Code Self Study Forum

Can AppArmor help deal with the npm security problem?

Has anyone used AppArmor? I saw this snippet in some Hacker News comments. I wonder if it could isolate npm packages so they don’t compromise the entire system with supply chain attacks. (recently: rc, coa, etc.)

If you are on a linux distro that supports apparmor (ubuntu/debian etc), such issues can be easily prevented by creating a sandbox profile and alias commands like node/npm to run using it.

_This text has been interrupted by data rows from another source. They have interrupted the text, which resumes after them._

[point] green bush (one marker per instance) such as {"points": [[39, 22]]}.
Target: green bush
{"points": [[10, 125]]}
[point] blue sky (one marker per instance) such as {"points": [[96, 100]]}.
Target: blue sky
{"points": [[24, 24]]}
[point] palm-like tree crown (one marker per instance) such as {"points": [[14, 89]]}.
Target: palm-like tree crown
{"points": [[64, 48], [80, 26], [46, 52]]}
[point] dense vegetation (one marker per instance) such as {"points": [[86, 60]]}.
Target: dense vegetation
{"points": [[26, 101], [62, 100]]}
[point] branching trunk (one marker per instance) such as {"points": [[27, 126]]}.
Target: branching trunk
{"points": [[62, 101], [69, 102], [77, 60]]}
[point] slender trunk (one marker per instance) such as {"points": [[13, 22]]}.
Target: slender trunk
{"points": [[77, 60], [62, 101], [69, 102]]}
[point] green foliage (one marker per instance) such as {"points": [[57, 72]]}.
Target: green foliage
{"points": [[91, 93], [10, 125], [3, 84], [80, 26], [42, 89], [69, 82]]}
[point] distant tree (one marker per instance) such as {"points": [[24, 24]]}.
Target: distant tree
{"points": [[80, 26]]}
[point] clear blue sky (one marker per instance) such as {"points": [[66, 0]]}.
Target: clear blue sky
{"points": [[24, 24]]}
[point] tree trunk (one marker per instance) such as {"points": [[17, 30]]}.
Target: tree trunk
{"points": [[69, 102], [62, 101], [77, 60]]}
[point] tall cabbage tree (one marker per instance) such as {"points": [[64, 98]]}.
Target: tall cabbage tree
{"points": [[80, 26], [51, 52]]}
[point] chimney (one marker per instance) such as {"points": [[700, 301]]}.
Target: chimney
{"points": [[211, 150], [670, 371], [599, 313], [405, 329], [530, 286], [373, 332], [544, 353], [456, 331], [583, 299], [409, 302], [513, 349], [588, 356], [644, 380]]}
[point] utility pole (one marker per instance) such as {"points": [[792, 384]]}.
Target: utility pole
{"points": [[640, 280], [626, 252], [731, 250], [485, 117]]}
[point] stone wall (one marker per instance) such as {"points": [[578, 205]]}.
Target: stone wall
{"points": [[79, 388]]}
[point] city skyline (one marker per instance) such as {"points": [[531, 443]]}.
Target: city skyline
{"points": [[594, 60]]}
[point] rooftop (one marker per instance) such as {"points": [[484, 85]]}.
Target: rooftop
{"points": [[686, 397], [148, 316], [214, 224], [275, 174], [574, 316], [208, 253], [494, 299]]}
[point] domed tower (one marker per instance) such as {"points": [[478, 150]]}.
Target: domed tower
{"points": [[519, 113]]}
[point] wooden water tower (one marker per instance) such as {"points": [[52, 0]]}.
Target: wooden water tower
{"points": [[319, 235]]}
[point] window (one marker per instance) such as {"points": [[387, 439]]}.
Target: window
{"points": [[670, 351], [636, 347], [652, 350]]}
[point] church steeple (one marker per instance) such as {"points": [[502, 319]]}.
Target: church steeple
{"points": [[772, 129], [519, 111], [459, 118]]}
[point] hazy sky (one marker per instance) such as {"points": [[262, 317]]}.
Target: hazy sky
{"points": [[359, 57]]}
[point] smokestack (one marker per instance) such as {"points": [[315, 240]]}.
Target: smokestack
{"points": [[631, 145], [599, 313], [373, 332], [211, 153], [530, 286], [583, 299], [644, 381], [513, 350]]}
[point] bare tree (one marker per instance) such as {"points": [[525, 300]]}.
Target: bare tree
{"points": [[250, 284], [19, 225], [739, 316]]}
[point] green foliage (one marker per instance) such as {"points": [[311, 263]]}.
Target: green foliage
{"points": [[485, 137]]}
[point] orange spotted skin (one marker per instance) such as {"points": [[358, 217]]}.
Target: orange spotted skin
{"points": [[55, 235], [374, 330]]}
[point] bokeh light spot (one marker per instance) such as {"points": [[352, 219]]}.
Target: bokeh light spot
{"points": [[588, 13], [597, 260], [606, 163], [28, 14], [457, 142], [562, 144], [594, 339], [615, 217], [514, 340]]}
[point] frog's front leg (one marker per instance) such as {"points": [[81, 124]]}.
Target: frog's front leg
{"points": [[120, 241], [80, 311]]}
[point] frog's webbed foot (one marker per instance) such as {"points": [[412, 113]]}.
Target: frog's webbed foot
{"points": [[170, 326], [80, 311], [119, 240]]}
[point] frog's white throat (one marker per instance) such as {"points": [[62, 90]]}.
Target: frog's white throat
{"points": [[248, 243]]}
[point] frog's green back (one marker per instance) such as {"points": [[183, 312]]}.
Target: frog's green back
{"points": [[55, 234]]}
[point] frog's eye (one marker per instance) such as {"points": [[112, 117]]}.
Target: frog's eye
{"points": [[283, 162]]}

alias npm='aa-exec -p sandbox npm'
alias node='aa-exec -p sandbox node'

sandbox profile:

  # /etc/apparmor.d/sandbox
  include <tunables/global>

  profile sandbox {
    #include <abstractions/base>
    #include <abstractions/consoles>
    #include <abstractions/nameservice>

    /sys/** r,
    /{usr/,}bin/* ixr,

    # nodejs install dir
    owner /home/*/nodejs/**/* rix,

    owner /tmp/**           rw,
    owner /tmp/**/          rw,

    owner /home/*/.npm/_* lrw,
    owner /home/*/.npm/_*/ lrw,
    owner /home/*/.npm/_*/** lrw,
    owner /home/*/.npmrc r,

    owner /home/**/node_modules/ rwix,
    owner /home/**/node_modules/** rwix,
    owner /home/**/package.json rw,
    owner /home/**/package-lock.json rw,

    owner /home/*/projects/**/ r,
    owner /home/*/projects/** r,
  }

To load the profile:

sudo apparmor_parser -r /etc/apparmor.d/sandbox

edit: For completeness, added step to load the profile.

Is there anything else that can be done to prevent getting your computer wrecked by running npm install?